The Company has no components of other comprehensive loss other than net loss, and accordingly the Company’s comprehensive loss is equivalent to its net loss for the periods presented.

Loss per Common Share

Basic loss per share of common stock excludes dilution and is computed by dividing the net loss by the weighted-average number of shares of common stock outstanding for the period. Diluted loss per share of common stock reflects the potential dilution that could occur if securities or other contracts to issue shares of common stock were exercised or converted into shares of common stock.

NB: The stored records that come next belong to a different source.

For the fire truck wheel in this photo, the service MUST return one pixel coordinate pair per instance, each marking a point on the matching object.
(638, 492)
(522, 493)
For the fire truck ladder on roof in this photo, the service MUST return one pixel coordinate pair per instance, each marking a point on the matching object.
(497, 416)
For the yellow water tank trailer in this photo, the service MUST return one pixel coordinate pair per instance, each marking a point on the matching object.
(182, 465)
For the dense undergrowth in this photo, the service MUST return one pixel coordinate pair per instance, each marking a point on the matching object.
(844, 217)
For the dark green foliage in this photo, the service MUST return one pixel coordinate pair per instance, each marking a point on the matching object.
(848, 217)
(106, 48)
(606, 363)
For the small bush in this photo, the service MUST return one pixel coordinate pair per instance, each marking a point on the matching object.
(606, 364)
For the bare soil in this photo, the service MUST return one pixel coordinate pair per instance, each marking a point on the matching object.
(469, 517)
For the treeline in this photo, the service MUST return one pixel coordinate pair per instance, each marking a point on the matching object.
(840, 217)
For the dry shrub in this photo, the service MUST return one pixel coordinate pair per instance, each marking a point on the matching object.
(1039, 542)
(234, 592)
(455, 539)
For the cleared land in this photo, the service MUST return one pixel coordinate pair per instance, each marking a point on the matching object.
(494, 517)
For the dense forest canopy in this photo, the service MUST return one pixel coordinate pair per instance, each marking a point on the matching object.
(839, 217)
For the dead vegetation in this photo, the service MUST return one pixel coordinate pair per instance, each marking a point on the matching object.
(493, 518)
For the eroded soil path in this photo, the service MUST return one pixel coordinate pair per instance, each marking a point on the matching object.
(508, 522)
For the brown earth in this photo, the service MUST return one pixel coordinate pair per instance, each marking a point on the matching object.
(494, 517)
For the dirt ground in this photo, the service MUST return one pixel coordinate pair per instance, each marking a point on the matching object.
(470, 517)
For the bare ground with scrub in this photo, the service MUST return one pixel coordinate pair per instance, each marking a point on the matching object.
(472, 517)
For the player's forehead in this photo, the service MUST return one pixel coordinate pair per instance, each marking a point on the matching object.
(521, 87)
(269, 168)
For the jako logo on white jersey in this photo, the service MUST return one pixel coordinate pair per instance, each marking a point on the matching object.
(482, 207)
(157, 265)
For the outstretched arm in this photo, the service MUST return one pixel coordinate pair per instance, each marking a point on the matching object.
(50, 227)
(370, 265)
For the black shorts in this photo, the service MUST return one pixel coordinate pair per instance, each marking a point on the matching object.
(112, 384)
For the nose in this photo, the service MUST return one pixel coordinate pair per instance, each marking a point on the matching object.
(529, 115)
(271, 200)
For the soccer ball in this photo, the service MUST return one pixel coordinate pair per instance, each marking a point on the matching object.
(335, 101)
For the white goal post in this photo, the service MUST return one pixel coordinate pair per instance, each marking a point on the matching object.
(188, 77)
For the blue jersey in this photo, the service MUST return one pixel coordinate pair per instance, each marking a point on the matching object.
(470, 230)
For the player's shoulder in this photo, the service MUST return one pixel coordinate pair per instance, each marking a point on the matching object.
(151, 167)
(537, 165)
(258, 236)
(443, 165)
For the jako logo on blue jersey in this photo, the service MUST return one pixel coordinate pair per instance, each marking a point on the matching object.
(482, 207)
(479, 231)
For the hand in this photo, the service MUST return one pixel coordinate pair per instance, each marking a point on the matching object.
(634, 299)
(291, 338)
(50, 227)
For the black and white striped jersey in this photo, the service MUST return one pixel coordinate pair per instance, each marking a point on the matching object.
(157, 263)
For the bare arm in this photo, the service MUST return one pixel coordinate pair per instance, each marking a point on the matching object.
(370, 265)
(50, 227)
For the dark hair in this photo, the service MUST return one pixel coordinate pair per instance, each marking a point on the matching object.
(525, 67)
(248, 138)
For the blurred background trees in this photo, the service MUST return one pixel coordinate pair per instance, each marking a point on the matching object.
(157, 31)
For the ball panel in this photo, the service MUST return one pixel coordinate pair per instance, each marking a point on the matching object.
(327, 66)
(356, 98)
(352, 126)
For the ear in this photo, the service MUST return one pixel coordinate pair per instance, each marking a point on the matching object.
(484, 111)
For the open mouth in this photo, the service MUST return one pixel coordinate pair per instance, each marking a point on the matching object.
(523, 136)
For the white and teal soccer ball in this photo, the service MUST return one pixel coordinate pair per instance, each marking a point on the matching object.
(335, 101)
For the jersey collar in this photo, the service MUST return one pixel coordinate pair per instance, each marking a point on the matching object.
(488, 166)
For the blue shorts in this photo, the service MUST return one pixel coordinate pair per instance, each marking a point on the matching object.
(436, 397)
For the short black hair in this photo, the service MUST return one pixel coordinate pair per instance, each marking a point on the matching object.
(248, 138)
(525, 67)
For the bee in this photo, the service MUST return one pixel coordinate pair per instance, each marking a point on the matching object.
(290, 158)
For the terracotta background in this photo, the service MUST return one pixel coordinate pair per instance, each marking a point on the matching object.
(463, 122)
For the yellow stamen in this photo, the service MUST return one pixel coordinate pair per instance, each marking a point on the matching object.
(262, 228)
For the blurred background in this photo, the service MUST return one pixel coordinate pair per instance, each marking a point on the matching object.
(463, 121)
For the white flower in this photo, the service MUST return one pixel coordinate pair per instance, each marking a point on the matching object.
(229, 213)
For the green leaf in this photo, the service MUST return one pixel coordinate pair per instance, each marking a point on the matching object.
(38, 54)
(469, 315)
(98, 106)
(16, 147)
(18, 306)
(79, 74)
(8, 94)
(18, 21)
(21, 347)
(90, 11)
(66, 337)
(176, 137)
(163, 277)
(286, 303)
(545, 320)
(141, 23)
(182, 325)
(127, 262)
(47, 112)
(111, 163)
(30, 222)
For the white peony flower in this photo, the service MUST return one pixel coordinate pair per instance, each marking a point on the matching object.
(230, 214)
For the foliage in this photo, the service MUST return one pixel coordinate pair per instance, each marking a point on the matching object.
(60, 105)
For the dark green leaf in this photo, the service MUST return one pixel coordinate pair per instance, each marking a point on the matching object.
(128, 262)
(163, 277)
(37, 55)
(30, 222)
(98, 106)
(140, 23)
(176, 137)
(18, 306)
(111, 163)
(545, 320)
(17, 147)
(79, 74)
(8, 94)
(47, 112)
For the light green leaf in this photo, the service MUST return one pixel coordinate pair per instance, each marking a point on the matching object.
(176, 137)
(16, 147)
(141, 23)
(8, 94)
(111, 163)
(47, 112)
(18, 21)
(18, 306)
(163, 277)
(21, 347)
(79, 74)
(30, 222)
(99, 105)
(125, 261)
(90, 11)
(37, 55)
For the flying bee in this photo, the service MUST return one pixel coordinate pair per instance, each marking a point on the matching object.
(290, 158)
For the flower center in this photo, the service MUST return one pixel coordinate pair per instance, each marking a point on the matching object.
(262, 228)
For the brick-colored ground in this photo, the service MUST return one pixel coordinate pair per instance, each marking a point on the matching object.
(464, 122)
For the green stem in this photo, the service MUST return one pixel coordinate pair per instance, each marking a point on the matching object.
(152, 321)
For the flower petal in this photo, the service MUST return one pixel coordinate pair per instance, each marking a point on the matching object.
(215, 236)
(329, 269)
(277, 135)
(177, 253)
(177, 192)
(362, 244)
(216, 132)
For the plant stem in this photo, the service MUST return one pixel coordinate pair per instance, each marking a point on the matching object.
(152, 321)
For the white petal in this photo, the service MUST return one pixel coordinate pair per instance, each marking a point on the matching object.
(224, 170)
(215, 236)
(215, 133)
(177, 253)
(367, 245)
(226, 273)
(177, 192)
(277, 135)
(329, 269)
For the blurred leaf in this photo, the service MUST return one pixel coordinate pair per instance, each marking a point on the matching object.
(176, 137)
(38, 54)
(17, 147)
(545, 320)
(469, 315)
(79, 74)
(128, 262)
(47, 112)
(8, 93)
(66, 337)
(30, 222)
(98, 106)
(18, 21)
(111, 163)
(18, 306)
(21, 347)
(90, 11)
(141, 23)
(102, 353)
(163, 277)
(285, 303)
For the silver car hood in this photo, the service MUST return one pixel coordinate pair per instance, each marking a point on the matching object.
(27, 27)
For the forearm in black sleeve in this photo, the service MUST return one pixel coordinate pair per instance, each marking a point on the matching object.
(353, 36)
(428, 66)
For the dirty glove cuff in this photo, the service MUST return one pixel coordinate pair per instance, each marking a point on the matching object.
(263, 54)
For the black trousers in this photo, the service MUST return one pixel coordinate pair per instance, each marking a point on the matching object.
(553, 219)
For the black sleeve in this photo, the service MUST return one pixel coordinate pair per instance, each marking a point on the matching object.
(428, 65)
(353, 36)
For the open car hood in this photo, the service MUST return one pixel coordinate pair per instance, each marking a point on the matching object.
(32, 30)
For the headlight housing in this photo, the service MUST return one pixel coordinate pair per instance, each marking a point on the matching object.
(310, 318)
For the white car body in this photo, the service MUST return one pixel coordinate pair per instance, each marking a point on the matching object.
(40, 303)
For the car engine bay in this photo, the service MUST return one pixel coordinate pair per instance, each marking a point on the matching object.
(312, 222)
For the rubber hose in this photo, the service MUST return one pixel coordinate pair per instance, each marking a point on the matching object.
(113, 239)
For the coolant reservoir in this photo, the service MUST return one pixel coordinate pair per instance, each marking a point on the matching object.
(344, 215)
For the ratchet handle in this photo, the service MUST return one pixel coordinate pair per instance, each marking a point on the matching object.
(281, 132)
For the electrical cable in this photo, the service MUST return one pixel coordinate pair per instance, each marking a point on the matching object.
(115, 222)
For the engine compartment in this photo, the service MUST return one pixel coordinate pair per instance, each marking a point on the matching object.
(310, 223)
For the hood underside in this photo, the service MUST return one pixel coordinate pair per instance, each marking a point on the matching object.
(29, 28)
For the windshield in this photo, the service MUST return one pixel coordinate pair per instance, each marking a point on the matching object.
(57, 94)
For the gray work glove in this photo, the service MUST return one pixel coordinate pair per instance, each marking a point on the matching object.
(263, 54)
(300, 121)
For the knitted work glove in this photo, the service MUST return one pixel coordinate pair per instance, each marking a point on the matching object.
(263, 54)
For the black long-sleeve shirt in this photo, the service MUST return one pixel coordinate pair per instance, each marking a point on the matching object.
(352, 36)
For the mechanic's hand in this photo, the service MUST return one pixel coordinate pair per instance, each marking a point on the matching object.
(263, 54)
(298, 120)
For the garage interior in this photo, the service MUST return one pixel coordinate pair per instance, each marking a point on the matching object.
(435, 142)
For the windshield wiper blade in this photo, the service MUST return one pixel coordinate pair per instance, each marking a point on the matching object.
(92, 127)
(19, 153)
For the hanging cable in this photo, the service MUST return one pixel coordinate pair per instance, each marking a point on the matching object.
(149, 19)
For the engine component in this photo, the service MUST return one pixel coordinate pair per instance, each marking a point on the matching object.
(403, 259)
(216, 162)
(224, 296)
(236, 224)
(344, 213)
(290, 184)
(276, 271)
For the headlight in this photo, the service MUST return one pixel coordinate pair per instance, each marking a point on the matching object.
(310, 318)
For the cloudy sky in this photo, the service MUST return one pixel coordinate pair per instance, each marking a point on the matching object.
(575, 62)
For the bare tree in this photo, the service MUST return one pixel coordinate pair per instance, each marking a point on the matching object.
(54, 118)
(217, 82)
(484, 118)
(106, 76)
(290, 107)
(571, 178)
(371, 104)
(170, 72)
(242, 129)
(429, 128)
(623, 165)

For all periods presented, potentially dilutive securities are excluded from the computation in loss periods, as their effect would be antidilutive.


Potentially dilutive securities excluded in determining diluted net loss per common share are as follows:


    September 30,  
    2013     2012  
Series A preferred stock issued and outstanding (1)     15,000,000       5,000,000  
Warrant shares issuable to Platinum upon exercise of common stock warrants by Platinum upon exchange of Series A preferred stock under the terms of the October 11, 2012 Note Purchase and Exchange Agreement     7,500,000       -  
Outstanding options under the 2008 and 1999 Stock Incentive Plans     4,788,110       4,920,771  
Outstanding warrants to purchase common stock     14,674,728       5,127,434  
February 2012 12% convertible promissory notes and accrued interest     -       357,900  
10% convertible Exchange Note and Investment Notes issued to Platinum in October 2012, February 2013 and March 2013, including accrued interest through September 30, 2013 (2)     7,127,926       -  
10% Convertible note issued to Platinum on July 26, 2013, including accrued interest through September 30, 2013     509,214       -  
10% Convertible notes issued as a component of Unit Offering, including accrued interest through September 30, 2013     416,111       -  
Total     50,016,089       15,406,105  
(1)  at September 30, 2013, assumes exchange under the terms of the October 11, 2012  Note Exchange and Purchase Agreement with Platinum
(2)  assumes conversion under the terms of the October 11, 2012  Note Exchange and Purchase Agreement with Platinum and the terms of the individual notes
Recent Accounting Pronouncements

There have been no recent accounting pronouncements or changes in accounting pronouncements during the six months ended September 30, 2013, as compared to the recent accounting pronouncements described in the Company’s Form 10-K for the fiscal year ended March 31, 2013, that are of significance or potential significance to the Company.